Lebih jauh, pengelolaan wisata di Garut sering kali tidak memiliki konsep keberlanjutan. Banyak destinasi dibuka secara mendadak tanpa perencanaan matang, dibiarkan berkembang tanpa standar pengelolaan lingkungan, lalu perlahan kehilangan pesonanya akibat kerusakan alam dan fasilitas yang tak pernah diperbarui. Wisata berbasis alam memerlukan keseimbangan antara eksploitasi ekonomi dan pelestarian lingkungan. Tanpa regulasi yang jelas, Garut berisiko kehilangan daya tarik utama yang selama ini menjadi modal utamanya.
Potret ini menunjukkan bahwa masalah pariwisata Garut bukan sekadar soal kurangnya dana, tetapi juga lemahnya visi, koordinasi, dan kemauan politik. Pengelolaan yang terintegrasi membutuhkan sinergi antara pemerintah daerah, pelaku usaha, masyarakat lokal, dan komunitas pecinta lingkungan.

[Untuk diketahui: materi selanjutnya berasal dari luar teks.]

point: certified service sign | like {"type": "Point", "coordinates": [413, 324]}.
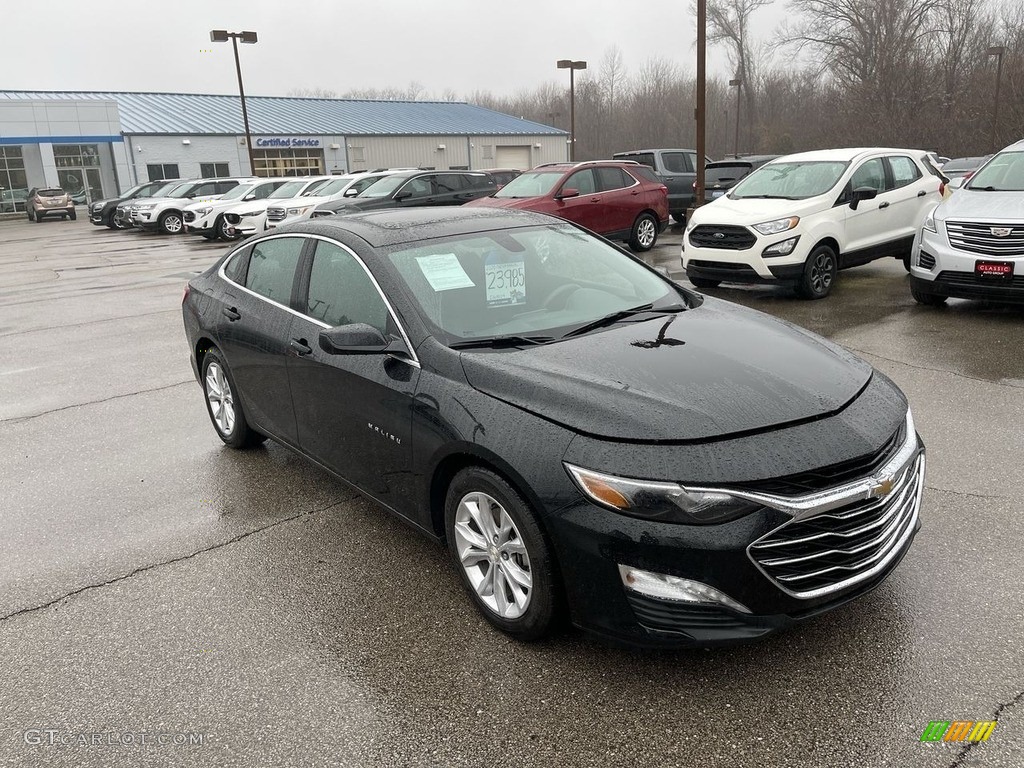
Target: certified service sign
{"type": "Point", "coordinates": [286, 142]}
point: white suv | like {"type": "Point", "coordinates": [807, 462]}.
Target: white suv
{"type": "Point", "coordinates": [801, 218]}
{"type": "Point", "coordinates": [244, 219]}
{"type": "Point", "coordinates": [972, 245]}
{"type": "Point", "coordinates": [206, 217]}
{"type": "Point", "coordinates": [290, 211]}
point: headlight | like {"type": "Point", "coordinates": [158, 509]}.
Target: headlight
{"type": "Point", "coordinates": [778, 225]}
{"type": "Point", "coordinates": [665, 502]}
{"type": "Point", "coordinates": [780, 249]}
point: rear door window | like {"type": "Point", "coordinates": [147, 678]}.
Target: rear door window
{"type": "Point", "coordinates": [271, 268]}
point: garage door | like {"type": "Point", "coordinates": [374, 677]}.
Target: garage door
{"type": "Point", "coordinates": [512, 157]}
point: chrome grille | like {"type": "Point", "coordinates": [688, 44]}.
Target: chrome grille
{"type": "Point", "coordinates": [975, 237]}
{"type": "Point", "coordinates": [836, 549]}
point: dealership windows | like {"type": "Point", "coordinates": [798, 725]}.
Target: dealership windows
{"type": "Point", "coordinates": [13, 183]}
{"type": "Point", "coordinates": [213, 170]}
{"type": "Point", "coordinates": [288, 162]}
{"type": "Point", "coordinates": [160, 171]}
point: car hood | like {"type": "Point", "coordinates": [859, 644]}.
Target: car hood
{"type": "Point", "coordinates": [725, 210]}
{"type": "Point", "coordinates": [982, 205]}
{"type": "Point", "coordinates": [713, 371]}
{"type": "Point", "coordinates": [522, 203]}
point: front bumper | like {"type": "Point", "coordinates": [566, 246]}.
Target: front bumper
{"type": "Point", "coordinates": [938, 268]}
{"type": "Point", "coordinates": [784, 565]}
{"type": "Point", "coordinates": [747, 264]}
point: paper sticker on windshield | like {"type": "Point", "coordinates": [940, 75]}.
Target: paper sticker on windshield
{"type": "Point", "coordinates": [506, 283]}
{"type": "Point", "coordinates": [443, 271]}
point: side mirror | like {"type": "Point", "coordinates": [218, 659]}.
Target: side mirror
{"type": "Point", "coordinates": [862, 193]}
{"type": "Point", "coordinates": [358, 338]}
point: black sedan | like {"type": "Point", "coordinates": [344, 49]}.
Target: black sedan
{"type": "Point", "coordinates": [590, 439]}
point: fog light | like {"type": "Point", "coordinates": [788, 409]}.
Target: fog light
{"type": "Point", "coordinates": [781, 249]}
{"type": "Point", "coordinates": [673, 588]}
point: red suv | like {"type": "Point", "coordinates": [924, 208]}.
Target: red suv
{"type": "Point", "coordinates": [621, 201]}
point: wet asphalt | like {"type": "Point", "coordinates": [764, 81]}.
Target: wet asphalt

Tanpa perubahan mendasar dalam perencanaan dan implementasi kebijakan, Garut akan terus berada di persimpangan: memiliki keindahan alam yang memikat dunia, tetapi gagal mengubahnya menjadi kekuatan ekonomi yang berkelanjutan.

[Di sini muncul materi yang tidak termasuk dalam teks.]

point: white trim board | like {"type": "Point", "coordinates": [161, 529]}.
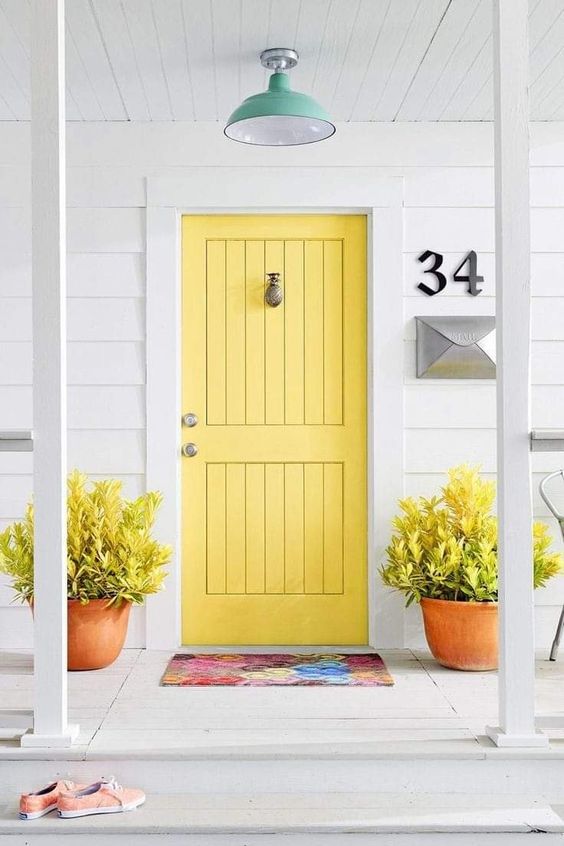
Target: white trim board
{"type": "Point", "coordinates": [246, 190]}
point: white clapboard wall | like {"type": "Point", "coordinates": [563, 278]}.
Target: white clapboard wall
{"type": "Point", "coordinates": [448, 208]}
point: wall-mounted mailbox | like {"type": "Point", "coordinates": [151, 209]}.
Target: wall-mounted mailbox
{"type": "Point", "coordinates": [455, 347]}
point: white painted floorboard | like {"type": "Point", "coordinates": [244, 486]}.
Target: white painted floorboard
{"type": "Point", "coordinates": [425, 733]}
{"type": "Point", "coordinates": [301, 814]}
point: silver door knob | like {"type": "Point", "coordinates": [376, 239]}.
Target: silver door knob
{"type": "Point", "coordinates": [190, 419]}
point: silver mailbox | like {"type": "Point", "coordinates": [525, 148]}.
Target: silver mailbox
{"type": "Point", "coordinates": [455, 347]}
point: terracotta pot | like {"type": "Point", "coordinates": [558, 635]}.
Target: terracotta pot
{"type": "Point", "coordinates": [96, 633]}
{"type": "Point", "coordinates": [462, 635]}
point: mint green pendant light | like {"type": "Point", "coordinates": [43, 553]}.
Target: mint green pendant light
{"type": "Point", "coordinates": [279, 117]}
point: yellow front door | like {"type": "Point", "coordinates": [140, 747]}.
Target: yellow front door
{"type": "Point", "coordinates": [274, 500]}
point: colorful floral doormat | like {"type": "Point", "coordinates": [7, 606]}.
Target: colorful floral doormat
{"type": "Point", "coordinates": [189, 670]}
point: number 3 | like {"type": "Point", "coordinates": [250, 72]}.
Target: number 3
{"type": "Point", "coordinates": [440, 277]}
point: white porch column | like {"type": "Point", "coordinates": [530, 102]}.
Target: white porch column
{"type": "Point", "coordinates": [49, 374]}
{"type": "Point", "coordinates": [512, 245]}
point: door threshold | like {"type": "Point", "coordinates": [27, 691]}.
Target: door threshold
{"type": "Point", "coordinates": [277, 650]}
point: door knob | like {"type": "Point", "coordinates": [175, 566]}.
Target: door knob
{"type": "Point", "coordinates": [190, 419]}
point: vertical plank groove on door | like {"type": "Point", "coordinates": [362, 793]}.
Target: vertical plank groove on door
{"type": "Point", "coordinates": [294, 528]}
{"type": "Point", "coordinates": [313, 528]}
{"type": "Point", "coordinates": [313, 317]}
{"type": "Point", "coordinates": [255, 336]}
{"type": "Point", "coordinates": [216, 546]}
{"type": "Point", "coordinates": [333, 528]}
{"type": "Point", "coordinates": [294, 331]}
{"type": "Point", "coordinates": [236, 535]}
{"type": "Point", "coordinates": [275, 534]}
{"type": "Point", "coordinates": [254, 497]}
{"type": "Point", "coordinates": [275, 342]}
{"type": "Point", "coordinates": [333, 332]}
{"type": "Point", "coordinates": [235, 342]}
{"type": "Point", "coordinates": [216, 308]}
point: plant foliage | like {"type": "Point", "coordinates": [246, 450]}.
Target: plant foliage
{"type": "Point", "coordinates": [446, 547]}
{"type": "Point", "coordinates": [111, 554]}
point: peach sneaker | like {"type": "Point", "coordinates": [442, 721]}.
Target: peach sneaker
{"type": "Point", "coordinates": [41, 802]}
{"type": "Point", "coordinates": [102, 797]}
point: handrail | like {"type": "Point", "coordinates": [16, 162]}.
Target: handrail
{"type": "Point", "coordinates": [16, 441]}
{"type": "Point", "coordinates": [546, 498]}
{"type": "Point", "coordinates": [547, 440]}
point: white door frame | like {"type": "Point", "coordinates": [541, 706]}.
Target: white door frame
{"type": "Point", "coordinates": [250, 190]}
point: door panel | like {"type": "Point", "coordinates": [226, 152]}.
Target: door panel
{"type": "Point", "coordinates": [274, 503]}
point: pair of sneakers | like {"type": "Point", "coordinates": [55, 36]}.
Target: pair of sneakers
{"type": "Point", "coordinates": [80, 800]}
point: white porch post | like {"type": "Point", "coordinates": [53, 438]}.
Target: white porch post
{"type": "Point", "coordinates": [49, 374]}
{"type": "Point", "coordinates": [512, 244]}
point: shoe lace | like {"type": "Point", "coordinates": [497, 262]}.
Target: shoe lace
{"type": "Point", "coordinates": [111, 783]}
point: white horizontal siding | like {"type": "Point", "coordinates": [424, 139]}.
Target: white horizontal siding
{"type": "Point", "coordinates": [448, 197]}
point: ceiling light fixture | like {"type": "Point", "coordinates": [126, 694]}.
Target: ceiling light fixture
{"type": "Point", "coordinates": [279, 117]}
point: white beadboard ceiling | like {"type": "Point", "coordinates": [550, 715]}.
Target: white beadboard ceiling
{"type": "Point", "coordinates": [365, 60]}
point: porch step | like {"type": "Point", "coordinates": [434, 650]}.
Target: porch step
{"type": "Point", "coordinates": [312, 819]}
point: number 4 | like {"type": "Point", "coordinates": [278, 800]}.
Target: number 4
{"type": "Point", "coordinates": [472, 276]}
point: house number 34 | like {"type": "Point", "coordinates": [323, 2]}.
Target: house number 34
{"type": "Point", "coordinates": [467, 271]}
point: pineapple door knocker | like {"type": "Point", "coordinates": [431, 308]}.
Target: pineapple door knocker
{"type": "Point", "coordinates": [274, 294]}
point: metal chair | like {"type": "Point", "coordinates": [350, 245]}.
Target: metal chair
{"type": "Point", "coordinates": [560, 517]}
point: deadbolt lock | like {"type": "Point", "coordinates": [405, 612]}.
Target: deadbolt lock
{"type": "Point", "coordinates": [190, 419]}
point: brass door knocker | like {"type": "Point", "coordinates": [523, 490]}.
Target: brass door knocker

Jika dibiarkan, carut-marut ini akan menjadi cerita berulang—destinasi yang viral sesaat, ramai sebentar, lalu perlahan ditinggalkan karena kekecewaan. Garut memiliki segala syarat untuk menjadi salah satu pusat pariwisata unggulan di Indonesia, namun semua itu hanya akan menjadi mimpi jika pengelolaannya tetap berjalan seperti sekarang: tanpa arah yang jelas, tanpa sentuhan profesionalisme, dan tanpa komitmen untuk menjaga pesona alamnya untuk generasi mendatang.